Gleichzeitig kritisiert Havelse, dass der Verband bislang keine konkrete Vorschrift benannt habe, die einer Austragung der Spiele im Eilenriedestadion entgegenstehe. Man habe wiederholt um entsprechende Erläuterungen gebeten, bislang jedoch keine Antwort erhalten. Auch die Argumentation des DFB bezüglich der Fristen für eine Spielverlegung sieht der Verein kritisch. Der Antrag sei am 20. August gestellt worden. Für das Heimspiel gegen Fortuna Köln am 19. September werde damit nach Ansicht des TSV die vom Verband selbst genannte Vier-Wochen-Frist eingehalten. Entsprechend erwartet der Klub für diese Partie weiterhin eine positive Entscheidung.
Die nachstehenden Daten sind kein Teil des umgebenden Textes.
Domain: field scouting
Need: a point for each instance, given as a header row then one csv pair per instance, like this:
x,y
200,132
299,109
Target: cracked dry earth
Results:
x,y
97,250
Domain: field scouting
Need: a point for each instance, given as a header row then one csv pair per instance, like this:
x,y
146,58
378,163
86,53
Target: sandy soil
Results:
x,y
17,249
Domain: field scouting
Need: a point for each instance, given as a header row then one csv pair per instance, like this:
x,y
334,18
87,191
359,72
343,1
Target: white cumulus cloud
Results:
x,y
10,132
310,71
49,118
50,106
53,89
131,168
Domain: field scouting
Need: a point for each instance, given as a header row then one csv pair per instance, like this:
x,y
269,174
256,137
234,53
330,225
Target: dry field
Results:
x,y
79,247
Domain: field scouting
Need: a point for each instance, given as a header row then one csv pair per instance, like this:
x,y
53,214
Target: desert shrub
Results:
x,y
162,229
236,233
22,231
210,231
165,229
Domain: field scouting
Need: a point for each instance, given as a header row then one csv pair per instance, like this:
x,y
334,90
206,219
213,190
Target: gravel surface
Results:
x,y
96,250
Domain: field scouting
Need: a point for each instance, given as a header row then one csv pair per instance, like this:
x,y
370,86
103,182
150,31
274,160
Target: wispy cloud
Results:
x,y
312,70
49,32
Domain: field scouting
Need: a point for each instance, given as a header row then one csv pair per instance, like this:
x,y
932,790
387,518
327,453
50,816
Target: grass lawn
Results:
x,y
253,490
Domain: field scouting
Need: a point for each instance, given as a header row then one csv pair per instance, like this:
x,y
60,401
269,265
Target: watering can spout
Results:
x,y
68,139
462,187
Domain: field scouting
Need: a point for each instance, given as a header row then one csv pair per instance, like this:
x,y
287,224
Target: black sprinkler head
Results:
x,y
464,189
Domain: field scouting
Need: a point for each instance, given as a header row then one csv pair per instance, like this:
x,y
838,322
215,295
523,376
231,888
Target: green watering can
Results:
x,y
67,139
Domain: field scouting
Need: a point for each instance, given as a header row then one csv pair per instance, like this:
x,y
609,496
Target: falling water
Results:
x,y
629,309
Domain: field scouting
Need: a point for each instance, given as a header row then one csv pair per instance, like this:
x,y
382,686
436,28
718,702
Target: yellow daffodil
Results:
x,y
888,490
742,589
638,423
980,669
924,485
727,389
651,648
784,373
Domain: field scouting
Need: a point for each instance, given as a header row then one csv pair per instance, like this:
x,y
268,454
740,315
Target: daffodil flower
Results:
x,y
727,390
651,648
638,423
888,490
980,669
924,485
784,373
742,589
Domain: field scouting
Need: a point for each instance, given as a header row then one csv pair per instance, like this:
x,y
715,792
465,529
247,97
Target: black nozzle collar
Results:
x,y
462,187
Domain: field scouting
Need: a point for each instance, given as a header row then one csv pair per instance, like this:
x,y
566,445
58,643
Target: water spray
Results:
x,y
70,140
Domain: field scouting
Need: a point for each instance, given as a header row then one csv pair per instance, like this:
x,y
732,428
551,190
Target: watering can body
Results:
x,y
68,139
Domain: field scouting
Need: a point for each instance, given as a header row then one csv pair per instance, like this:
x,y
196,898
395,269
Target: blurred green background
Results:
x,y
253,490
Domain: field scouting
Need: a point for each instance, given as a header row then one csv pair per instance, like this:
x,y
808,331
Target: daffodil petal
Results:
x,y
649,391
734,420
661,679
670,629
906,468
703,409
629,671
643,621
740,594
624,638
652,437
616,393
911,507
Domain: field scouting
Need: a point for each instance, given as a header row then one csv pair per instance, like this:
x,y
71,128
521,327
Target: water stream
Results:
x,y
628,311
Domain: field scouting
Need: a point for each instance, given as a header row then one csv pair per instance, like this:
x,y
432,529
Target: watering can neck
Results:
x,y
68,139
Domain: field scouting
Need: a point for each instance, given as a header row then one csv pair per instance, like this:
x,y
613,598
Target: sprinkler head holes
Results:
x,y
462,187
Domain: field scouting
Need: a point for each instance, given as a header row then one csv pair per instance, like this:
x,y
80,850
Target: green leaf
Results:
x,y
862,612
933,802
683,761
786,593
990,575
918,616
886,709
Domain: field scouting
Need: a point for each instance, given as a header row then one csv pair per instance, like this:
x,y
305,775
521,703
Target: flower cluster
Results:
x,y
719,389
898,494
TSV will Vorgaben umsetzen

Unabhängig davon will Havelse die vom DFB geforderten Anpassungen an den Zusatztribünen umsetzen. Die entsprechenden Arbeiten und Nachweise sollen bis Mitte Oktober abgeschlossen sein. Unterstützung erhält der Verein dabei von Hannover 96. Dass der TSV bis zum grünen Licht seitens des DFB in der Heinz von Heiden Arena spielen muss, verursache "erhebliche Mehrkosten". Diese trage der Verein, "obwohl eine behördlich genehmigte Spielstätte bereitsteht".
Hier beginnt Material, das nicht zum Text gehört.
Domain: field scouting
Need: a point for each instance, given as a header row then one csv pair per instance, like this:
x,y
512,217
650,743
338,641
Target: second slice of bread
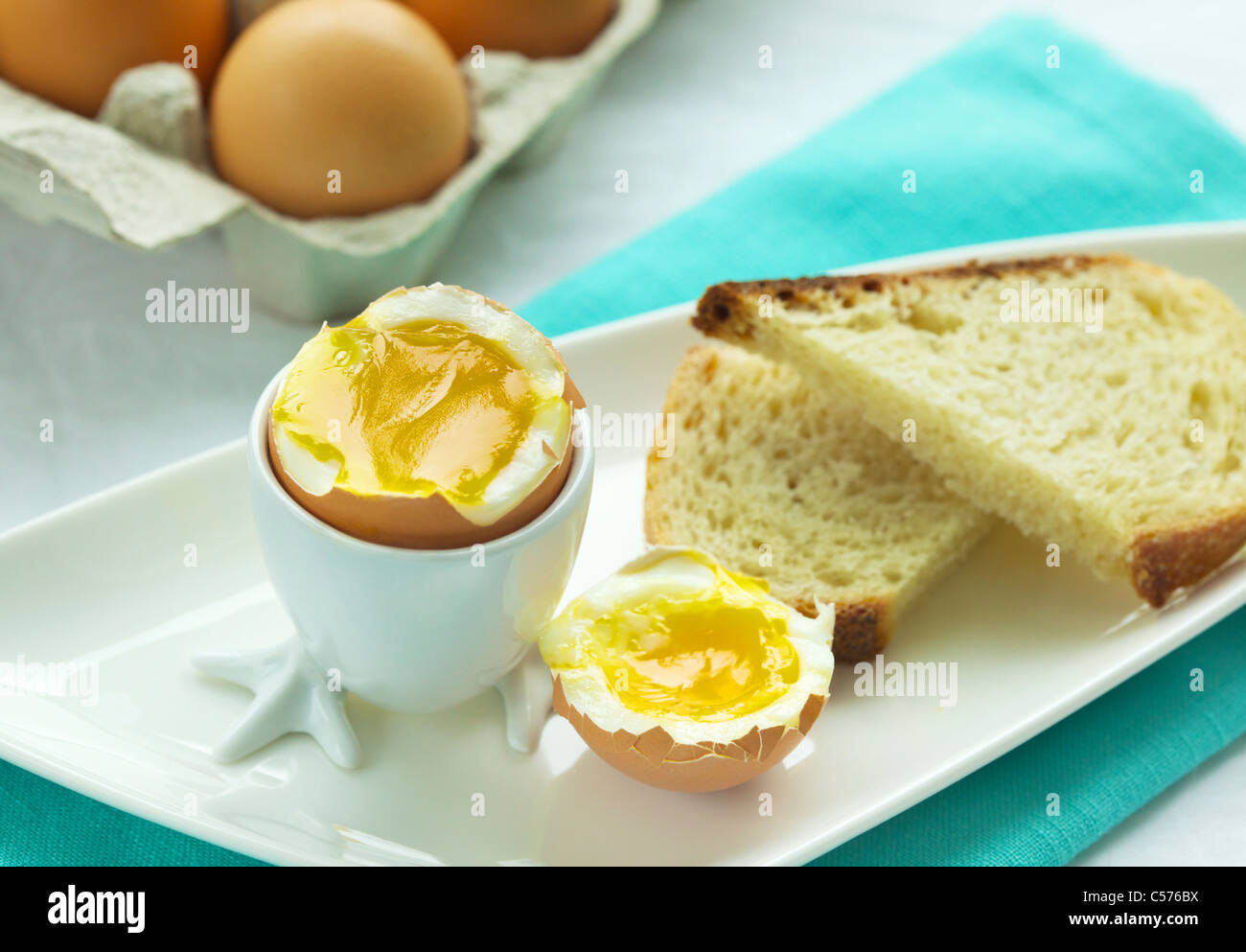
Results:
x,y
779,481
1118,435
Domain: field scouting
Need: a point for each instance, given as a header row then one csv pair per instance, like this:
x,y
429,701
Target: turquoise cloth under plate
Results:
x,y
1002,148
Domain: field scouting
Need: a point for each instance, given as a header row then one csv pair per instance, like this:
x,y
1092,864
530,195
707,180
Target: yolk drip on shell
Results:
x,y
708,658
419,408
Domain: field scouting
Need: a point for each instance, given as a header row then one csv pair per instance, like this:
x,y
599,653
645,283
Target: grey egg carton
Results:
x,y
140,174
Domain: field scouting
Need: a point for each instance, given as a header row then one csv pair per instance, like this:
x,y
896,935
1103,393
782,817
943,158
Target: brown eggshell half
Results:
x,y
427,521
656,759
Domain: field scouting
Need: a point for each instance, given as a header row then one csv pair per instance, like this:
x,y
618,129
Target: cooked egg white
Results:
x,y
686,676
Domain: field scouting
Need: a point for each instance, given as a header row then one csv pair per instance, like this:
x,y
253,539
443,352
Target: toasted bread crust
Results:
x,y
861,628
719,304
1160,560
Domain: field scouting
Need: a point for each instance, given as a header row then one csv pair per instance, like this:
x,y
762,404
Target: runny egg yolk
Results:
x,y
713,657
418,408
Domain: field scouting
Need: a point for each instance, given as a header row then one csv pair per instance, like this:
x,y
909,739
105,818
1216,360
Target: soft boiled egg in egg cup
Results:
x,y
685,676
420,478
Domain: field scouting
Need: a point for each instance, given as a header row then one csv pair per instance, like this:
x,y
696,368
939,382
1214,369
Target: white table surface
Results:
x,y
678,115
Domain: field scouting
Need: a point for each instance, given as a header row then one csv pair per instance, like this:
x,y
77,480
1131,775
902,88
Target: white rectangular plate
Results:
x,y
107,580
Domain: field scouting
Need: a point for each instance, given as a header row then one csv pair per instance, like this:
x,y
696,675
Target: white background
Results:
x,y
683,115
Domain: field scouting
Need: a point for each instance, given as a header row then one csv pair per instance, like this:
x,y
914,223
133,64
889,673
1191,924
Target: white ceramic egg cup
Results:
x,y
411,631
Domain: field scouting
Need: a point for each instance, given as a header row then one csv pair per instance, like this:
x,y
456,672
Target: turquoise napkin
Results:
x,y
1002,148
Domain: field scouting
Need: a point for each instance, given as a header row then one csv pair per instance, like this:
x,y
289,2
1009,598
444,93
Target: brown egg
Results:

Vereinsvorsitzender Daniel Wolter macht deutlich, worum es aus Sicht des Klubs geht. "Wir streiten nicht über Sicherheit". Darüber hätten die zuständigen Fachleute bereits entschieden und entsprechende schriftliche Bestätigungen abgegeben. Kritik übt Wolter vielmehr daran, dass der DFB Anforderungen stelle, die auf Nachfrage nicht ausreichend begründet würden. Die Fans, Partner und der Verein selbst hätten "Besseres verdient".
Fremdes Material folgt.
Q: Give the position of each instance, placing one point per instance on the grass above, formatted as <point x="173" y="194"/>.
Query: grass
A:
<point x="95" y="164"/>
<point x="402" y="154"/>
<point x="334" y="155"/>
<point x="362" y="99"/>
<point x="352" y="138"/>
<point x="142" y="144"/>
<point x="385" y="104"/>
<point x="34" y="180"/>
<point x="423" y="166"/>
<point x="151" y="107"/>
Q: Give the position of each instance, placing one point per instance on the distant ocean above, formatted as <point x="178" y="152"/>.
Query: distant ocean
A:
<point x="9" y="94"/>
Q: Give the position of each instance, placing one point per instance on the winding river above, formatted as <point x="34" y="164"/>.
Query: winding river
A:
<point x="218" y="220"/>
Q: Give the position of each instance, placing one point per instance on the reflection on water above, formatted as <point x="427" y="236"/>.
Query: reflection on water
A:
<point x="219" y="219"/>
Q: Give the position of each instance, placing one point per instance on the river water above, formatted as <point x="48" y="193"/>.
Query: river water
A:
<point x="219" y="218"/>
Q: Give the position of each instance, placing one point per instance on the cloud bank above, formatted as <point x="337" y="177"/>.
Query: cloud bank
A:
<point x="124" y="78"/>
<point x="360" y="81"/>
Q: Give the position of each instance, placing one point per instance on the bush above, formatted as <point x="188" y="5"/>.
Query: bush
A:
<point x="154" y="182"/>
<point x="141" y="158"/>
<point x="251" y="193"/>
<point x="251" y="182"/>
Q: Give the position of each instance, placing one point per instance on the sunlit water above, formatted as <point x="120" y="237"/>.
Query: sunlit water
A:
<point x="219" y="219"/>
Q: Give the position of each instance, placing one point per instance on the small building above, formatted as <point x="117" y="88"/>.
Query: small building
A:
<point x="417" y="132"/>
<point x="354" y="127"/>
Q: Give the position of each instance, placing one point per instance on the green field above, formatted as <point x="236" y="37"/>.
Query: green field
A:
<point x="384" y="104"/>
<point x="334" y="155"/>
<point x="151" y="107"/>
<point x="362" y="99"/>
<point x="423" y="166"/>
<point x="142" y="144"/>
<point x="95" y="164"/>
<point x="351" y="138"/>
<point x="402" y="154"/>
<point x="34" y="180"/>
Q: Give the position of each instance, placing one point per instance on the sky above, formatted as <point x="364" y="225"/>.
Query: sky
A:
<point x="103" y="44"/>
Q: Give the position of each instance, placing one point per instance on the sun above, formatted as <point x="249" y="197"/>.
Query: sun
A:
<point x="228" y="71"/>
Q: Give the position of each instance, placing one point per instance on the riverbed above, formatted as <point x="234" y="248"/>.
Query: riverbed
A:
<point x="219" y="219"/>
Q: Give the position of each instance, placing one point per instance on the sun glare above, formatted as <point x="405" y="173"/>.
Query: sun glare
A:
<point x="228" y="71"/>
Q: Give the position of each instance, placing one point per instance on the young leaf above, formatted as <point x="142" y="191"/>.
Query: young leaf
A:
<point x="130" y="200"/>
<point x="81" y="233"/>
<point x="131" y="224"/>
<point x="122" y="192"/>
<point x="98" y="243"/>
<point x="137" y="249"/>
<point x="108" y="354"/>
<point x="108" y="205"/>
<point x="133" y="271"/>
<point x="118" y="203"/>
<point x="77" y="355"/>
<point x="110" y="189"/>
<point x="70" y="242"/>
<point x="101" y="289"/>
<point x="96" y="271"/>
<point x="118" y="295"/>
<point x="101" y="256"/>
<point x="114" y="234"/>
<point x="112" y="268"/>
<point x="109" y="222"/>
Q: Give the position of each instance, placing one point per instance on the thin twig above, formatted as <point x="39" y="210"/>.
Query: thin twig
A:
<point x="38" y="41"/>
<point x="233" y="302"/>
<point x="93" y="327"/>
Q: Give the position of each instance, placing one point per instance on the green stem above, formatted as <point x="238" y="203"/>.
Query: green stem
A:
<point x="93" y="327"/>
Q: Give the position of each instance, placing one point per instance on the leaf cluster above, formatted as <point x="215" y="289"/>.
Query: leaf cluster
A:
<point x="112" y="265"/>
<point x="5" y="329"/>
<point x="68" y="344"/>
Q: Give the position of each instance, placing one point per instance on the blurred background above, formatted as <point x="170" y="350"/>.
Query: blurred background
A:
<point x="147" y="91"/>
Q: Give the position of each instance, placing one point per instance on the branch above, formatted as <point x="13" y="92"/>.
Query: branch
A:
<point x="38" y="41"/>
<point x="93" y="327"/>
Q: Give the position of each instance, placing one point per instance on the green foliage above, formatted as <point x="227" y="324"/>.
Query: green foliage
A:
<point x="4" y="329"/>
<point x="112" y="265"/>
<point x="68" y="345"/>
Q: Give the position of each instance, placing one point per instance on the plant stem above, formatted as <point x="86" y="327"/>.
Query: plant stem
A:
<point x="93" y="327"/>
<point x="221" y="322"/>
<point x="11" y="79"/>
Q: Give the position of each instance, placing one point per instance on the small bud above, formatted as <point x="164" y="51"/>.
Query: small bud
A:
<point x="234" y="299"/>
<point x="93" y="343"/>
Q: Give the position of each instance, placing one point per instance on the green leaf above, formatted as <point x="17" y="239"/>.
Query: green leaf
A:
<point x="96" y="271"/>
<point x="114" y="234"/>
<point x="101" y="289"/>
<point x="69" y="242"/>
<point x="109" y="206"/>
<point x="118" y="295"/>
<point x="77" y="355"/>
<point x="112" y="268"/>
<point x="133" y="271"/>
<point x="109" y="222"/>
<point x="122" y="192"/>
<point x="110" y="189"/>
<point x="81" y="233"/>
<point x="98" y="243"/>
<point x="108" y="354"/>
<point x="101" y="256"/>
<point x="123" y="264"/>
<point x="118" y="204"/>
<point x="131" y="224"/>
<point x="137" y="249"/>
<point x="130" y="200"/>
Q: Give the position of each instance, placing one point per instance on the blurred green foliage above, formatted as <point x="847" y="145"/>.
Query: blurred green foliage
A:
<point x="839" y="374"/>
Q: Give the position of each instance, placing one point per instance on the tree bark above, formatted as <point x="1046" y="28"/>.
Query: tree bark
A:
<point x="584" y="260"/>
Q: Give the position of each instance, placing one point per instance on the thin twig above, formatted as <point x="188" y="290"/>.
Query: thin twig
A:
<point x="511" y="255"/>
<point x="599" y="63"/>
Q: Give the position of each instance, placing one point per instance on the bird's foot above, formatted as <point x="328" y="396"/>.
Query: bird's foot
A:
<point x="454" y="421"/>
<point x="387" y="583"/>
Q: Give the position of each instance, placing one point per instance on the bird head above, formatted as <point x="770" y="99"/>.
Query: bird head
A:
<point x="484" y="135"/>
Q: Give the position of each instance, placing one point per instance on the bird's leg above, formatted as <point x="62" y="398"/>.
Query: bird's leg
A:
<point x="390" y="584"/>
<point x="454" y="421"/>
Wolter fordert Transparenz

Zugleich formuliert der Vorsitzende klare Erwartungen an den Verband. Havelse wünscht sich demnach eine nachvollziehbare Entscheidung zum Heimspiel gegen Fortuna Köln, eine verbindliche Zusage für die Nutzung des Eilenriedestadions nach Abschluss der Umbauten sowie Transparenz darüber, auf welche Regelungen sich mögliche weitere Anforderungen stützen. Das laufende Widerspruchsverfahren werde der Verein deshalb fortführen. "Wir werden das Eilenriedestadion Mitte Oktober in dem Zustand übergeben, den der DFB beschrieben hat", kündigt Wolter an. Anschließend erwarte der TSV die Zulassung "ohne Wenn und Aber".